Sure, in the fullness of time, "In the Midnight Hour" (bane of Jimi Hendrix's existence during his apprenticeship as a chitlin' circuit sideman) and "Mustang Sally" have risen to near the top of my list of "songs I never want to have to hear or play again" (the result of years of playing in shitty bar bands), but I still have to admit that the Rascals did justice to the Wicked Pickett's originals, in the same way the Rationals and Vagrants did to Otis Redding's "Respect" before Aretha got hold of it and made it hers forever.
That brand of "blue-eyed soul" also manifested itself in contemporary hits like the Soul Survivors' "Expressway To Your Heart" (around which we contrived an elaborate mythology that involved two bands' vehicles colliding on the Long Island Expressway and the survivors joining forces to form a new group) and perhaps reached its fullest flowering circa '70 with Detroit's Rare Earth, who were actually signed to a Motown subsidiary, but whose psychedelic soul trappings couldn't hide their lounge-act roots.
The Rascals had a bloodline, Felix Cavaliere and Dino Danelli having played in Joey Dee & the Starlighters of "Peppermint Twist" fame.
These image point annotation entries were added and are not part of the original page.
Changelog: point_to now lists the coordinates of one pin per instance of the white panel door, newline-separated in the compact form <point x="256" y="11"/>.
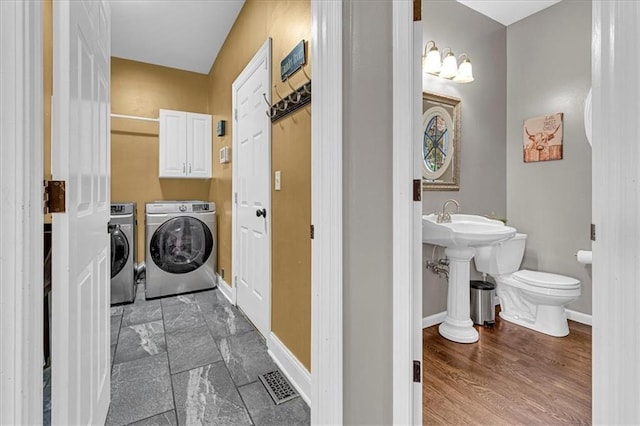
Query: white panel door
<point x="81" y="244"/>
<point x="252" y="150"/>
<point x="173" y="143"/>
<point x="198" y="145"/>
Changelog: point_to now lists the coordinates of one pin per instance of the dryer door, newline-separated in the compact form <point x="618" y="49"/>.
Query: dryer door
<point x="181" y="245"/>
<point x="119" y="251"/>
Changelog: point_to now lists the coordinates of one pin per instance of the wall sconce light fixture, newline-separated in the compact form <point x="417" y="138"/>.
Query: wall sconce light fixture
<point x="448" y="68"/>
<point x="431" y="62"/>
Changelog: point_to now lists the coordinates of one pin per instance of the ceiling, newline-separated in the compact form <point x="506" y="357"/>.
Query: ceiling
<point x="186" y="34"/>
<point x="508" y="11"/>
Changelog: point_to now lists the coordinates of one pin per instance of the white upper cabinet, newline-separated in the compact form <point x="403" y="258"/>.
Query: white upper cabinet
<point x="185" y="144"/>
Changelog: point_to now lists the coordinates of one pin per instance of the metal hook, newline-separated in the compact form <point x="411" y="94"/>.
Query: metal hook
<point x="290" y="97"/>
<point x="271" y="112"/>
<point x="277" y="92"/>
<point x="289" y="83"/>
<point x="304" y="87"/>
<point x="285" y="105"/>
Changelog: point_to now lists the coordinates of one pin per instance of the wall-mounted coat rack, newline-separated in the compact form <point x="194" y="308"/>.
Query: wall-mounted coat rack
<point x="295" y="100"/>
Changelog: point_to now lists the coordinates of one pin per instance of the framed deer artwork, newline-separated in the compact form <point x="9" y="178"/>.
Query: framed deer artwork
<point x="542" y="138"/>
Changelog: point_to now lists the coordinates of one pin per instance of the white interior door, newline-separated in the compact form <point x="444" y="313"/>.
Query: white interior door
<point x="81" y="158"/>
<point x="252" y="186"/>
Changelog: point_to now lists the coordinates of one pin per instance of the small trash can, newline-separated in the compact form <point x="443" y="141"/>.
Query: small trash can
<point x="482" y="310"/>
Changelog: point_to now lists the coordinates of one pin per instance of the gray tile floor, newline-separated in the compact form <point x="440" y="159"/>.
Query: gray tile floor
<point x="191" y="359"/>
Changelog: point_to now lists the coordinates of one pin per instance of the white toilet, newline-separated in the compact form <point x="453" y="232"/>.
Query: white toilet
<point x="531" y="299"/>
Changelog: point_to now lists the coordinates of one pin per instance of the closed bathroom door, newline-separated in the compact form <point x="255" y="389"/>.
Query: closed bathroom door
<point x="80" y="352"/>
<point x="252" y="184"/>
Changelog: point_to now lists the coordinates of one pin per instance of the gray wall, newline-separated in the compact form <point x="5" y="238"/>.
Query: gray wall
<point x="549" y="71"/>
<point x="482" y="146"/>
<point x="367" y="222"/>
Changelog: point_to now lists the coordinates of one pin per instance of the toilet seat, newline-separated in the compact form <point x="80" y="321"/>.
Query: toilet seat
<point x="546" y="280"/>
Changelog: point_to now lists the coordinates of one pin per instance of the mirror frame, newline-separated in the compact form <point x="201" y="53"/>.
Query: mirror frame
<point x="449" y="103"/>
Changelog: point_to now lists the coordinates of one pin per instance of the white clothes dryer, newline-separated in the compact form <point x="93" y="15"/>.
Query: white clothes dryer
<point x="180" y="247"/>
<point x="122" y="228"/>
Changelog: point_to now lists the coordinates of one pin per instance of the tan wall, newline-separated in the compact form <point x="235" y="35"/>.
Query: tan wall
<point x="286" y="22"/>
<point x="142" y="90"/>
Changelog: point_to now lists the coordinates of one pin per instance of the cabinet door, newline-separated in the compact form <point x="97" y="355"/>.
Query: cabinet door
<point x="198" y="145"/>
<point x="173" y="143"/>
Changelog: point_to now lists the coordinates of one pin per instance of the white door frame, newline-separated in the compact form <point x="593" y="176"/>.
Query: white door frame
<point x="21" y="257"/>
<point x="326" y="191"/>
<point x="616" y="208"/>
<point x="407" y="235"/>
<point x="326" y="182"/>
<point x="254" y="63"/>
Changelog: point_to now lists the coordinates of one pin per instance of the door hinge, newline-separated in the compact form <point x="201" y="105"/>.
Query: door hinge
<point x="54" y="196"/>
<point x="417" y="190"/>
<point x="417" y="374"/>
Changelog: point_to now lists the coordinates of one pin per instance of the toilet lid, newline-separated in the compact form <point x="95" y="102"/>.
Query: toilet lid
<point x="545" y="279"/>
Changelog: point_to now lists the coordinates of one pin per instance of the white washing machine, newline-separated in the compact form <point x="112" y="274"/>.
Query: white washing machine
<point x="180" y="247"/>
<point x="123" y="252"/>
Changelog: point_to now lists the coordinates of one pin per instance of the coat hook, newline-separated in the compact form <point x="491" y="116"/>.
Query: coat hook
<point x="298" y="96"/>
<point x="289" y="83"/>
<point x="304" y="87"/>
<point x="277" y="92"/>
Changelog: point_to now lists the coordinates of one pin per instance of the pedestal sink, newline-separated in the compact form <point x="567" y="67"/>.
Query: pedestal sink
<point x="459" y="237"/>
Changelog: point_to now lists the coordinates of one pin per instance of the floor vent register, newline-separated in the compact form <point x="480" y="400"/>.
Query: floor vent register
<point x="278" y="387"/>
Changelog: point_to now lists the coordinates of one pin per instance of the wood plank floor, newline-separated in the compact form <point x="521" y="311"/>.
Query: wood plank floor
<point x="513" y="375"/>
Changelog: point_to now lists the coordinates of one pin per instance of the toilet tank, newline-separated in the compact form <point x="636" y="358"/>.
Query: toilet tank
<point x="502" y="258"/>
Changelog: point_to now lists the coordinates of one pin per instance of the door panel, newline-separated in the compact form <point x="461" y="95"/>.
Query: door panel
<point x="173" y="144"/>
<point x="252" y="144"/>
<point x="81" y="157"/>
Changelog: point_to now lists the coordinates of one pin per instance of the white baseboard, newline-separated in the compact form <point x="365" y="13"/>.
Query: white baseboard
<point x="228" y="291"/>
<point x="434" y="319"/>
<point x="297" y="374"/>
<point x="579" y="317"/>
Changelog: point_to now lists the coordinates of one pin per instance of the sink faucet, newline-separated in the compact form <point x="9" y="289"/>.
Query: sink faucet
<point x="445" y="217"/>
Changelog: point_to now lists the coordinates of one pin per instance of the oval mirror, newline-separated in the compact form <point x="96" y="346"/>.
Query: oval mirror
<point x="440" y="141"/>
<point x="437" y="138"/>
Felix was among the era's greatest soul shouters of European ancestry and a whiz on the Hammond B-3 to boot, making that instrument a sine qua non of Long Island bands through the end of the '60s. Dino Danelli was excitement personified behind the traps, forcing Gene Krupa and Louis Bellson-loving parents to have to admit that maybe these Rascals had something going for them after all. (When I saw ex-Blondie drummer Clem Burke playing in the Magic Christian with ex-Flamin' Groovie Cyril Jordan at SXSW a couple of years ago, I walked up to him afterward and said, "Dino Danelli lives!" I _think_ he got the compliment.)
Eddie Brigati shook a mean maraca and tambourine, danced up a storm, and was probably a really nice guy, and Canadian Gene Cornish, in spite of playing an unfashionable hollowbody guitar in a time when everyone else was moving to Les Pauls and Strats, was the first guy I ever heard play sliding barre chords and make them _snarl_ the way he did on the Rascals' signature cover of the Olympics' "Good Lovin'" and their even-better revenge fantasy "You Better Run" (on which Felix's anguished cry of "MERCY!" is worth whatever you have to pay to hear it).
After their initial splash, their sound got softer, but never weak. "I've Been Lonely Too Long" skirted Motown territory, while their biggest hit, 1967's "Groovin'," was the most idyllic R&B since the Drifters' roof and boardwalk and a precursor to Sly's "Hot Fun" and War's "All Day Music." For all its goofy cod-psych sound effects, "It's Wonderful" could have been penned by Bob Gaudio for the Seasons circa "Let's Hang On." The only non-snazz aspect of Time/Peace is that it doesn't include their brotherhood anthem "People Got To Be Free," released later and a big hit in the summer of '68, when the decade took a turn to the dark side.